The purpose of diffs will become clearer as your projects grow in size and as you begin to collaborate on code. It gives you an instant way of seeing, for example, changes a peer has made to a file since a previous commit – even if that file is buried among hundreds of other files and folder in your repo. For now, concentrate on understanding the output it gives you!

Also always make sure to run diff before making a commit, to make sure you aren't accidentally committing silly changes!

Exercise: Try changing an existing line and viewing the diff. Can you see what I mean by Git working 'line-by-line'?

Exercise: Add a new file to your repo (it can be anything – another Python script, or just a txt file). Then add and commit your changes, with a suitable commit message. Make sure you git status regularly, and ensure you understand all of what Git is telling you! Once you have committed these changes, try editing both files and then running git diff. Interpret this output. Also try git diff welcome.py to only see the diff for that file.

Note, diffs are opened in a special terminal mode. If you have a line with just a colon on it that means there is more output to see, just hit enter to see it. To exit press the Q key.

Now you have made a few commits, try running the command git log. This shows all of your previous commits, with the commit message, who made the commit and when. If you make regular commits the log should look like a timeline of changes to your repo. In the future, we will look at how you can change which commit Git is looking at, allowing you to go back in the timeline to the state of the repo at previous commits in your code's log.

Now we have a repo with a bunch of new commits and changes on it. Let's look at how we now get those changes to our GitHub remote repo.

Pushing our commits to github

Finally we are ready to push our commits up to our online repo. Ensure your working tree is clean when you run git status, and that it informs you that you are a few commits ahead of origin/master.

Run the command git push, and you will see some output giving information on the upload.

Check all of your commits have been pushed by running git status, you should now see:

$ git status
On branch master
Your branch is up to date with 'origin/master'.

nothing to commit, working tree clean

Now have a look at the changes online by going back to your repo's webpage. You will see your new files, and next to their filenames, the commit message belonging to the commit that they were last edited in. So if you did not change the README.md, it should still say 'Initial commit'. You can also click on the Commits tab and see all of your commits, similar to running the log command in the terminal.

So now both of your repos are up-to-date with each other. To summarise the full steps to add or change a file are:

<edit the files>
$ git add myfile.py
$ git commit -m "Add a cool new file"
$ git push

In practice though you need to git status and probably other commands in between all of these.

Round up

At this point try playing around with it. Make changes to your code, commit the changes, push them etc. Check git log, git status etc. Try to understand what all of the commands do and familiarise yourself with them. Check to see if you can see the changes on github.

Try starting again: create a new repo on github, clone the repo, add files, commit them and push the commits up to github. Can you see your changes on github?

Look at your repos on github. Explore the information that github has to show about them. Take a look at a more complicated repo like the matplotlib repo.

Try sharing a repo with someone else. You'll need to know their GitHub username for this.
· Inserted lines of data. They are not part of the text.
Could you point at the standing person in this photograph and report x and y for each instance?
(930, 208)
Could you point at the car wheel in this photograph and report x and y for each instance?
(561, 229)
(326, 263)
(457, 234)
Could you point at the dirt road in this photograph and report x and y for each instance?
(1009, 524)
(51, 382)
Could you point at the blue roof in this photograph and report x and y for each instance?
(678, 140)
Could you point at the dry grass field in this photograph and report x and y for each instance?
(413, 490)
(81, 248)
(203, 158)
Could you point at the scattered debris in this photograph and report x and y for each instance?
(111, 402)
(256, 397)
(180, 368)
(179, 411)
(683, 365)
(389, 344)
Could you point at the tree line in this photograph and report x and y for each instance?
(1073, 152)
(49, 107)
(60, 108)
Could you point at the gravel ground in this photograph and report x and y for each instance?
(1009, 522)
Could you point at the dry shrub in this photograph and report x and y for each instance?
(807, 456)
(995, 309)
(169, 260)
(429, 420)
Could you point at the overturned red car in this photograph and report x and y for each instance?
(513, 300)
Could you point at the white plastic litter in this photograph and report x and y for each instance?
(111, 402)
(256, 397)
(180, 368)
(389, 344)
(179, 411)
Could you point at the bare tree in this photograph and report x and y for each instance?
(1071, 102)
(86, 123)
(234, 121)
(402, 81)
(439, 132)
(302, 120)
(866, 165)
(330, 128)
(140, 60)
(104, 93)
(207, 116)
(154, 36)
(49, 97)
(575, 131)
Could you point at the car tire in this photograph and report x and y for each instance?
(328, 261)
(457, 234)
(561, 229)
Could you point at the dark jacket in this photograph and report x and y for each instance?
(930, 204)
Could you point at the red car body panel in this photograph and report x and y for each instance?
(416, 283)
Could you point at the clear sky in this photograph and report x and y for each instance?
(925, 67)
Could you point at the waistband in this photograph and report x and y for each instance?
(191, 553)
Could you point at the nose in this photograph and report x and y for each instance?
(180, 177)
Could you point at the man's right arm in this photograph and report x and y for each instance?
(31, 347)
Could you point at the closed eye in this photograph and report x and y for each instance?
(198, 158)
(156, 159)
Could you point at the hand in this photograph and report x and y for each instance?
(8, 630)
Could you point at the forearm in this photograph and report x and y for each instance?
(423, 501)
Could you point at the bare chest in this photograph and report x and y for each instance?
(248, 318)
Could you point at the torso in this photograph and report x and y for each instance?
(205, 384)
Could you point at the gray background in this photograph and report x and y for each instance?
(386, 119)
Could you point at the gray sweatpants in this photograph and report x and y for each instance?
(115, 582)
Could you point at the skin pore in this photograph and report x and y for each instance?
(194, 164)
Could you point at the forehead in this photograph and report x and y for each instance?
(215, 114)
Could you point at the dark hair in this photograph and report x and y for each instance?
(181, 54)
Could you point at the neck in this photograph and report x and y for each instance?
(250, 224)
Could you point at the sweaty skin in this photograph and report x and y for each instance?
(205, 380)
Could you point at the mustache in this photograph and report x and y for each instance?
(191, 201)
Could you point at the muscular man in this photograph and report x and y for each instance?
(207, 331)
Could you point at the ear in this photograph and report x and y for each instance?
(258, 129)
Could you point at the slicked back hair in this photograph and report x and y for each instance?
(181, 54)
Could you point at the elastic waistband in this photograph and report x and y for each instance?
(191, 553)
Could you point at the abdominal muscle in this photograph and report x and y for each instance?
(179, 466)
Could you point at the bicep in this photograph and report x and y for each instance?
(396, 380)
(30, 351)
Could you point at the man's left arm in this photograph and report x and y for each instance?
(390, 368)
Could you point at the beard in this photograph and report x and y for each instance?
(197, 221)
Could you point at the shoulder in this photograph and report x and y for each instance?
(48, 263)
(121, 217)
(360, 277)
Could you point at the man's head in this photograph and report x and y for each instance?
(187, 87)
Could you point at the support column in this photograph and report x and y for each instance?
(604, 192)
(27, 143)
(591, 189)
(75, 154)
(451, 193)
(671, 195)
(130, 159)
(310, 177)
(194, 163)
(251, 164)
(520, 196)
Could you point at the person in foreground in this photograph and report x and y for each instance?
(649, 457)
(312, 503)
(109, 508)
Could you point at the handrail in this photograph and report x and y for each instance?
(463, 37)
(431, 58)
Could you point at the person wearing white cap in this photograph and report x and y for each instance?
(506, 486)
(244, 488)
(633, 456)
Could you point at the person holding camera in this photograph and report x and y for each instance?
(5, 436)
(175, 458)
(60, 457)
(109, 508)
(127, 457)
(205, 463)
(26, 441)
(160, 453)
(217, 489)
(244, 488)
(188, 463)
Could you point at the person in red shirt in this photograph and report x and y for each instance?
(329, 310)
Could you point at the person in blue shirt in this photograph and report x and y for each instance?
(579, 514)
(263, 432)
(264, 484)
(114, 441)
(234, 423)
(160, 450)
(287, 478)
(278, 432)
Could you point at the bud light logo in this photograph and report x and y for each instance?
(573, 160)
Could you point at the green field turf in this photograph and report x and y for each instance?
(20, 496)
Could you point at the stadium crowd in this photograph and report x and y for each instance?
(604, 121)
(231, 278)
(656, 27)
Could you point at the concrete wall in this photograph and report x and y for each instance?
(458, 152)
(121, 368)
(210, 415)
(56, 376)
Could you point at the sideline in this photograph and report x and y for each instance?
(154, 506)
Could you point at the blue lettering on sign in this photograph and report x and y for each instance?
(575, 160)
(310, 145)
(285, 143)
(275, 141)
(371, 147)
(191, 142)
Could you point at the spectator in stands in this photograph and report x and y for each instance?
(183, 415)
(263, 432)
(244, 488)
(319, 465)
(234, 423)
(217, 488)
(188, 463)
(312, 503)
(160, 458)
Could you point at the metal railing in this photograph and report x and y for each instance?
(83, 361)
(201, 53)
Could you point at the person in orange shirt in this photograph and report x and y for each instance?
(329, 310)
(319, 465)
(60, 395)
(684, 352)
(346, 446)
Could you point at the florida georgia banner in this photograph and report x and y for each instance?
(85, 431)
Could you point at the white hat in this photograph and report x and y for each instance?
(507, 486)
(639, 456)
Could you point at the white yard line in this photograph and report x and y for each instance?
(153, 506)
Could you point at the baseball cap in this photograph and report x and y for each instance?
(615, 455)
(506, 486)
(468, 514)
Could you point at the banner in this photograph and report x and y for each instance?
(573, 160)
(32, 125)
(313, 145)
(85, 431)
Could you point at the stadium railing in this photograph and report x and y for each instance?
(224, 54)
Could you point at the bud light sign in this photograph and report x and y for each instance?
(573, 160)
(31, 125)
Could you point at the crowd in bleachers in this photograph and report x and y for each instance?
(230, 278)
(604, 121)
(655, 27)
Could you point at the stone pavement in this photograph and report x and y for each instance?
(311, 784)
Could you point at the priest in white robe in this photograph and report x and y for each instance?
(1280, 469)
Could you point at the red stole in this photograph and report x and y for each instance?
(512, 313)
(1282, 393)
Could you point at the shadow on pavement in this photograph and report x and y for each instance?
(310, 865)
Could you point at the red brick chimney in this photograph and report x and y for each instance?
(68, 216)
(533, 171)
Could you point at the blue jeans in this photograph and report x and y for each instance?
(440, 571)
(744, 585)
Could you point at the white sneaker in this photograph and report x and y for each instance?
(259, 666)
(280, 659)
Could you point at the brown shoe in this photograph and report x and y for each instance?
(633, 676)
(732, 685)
Go to your repo and click "settings" and then "manage access" and then "invite a collaborator". They will then get an email asking if they want to collaborate on your repository and if they accept then they should be able to see your repo on GitHub and they should be albe to clone it with git clone. The two (or more) of you could practice pushing and pulling to the same repo. If you create your repo as public in the first place then anyone on the internet will be able to see it but only collaborators will be able to make changes.

Finally GitHub is a great place to back up all of your work. Why not store all of your previously created code in a new repo there?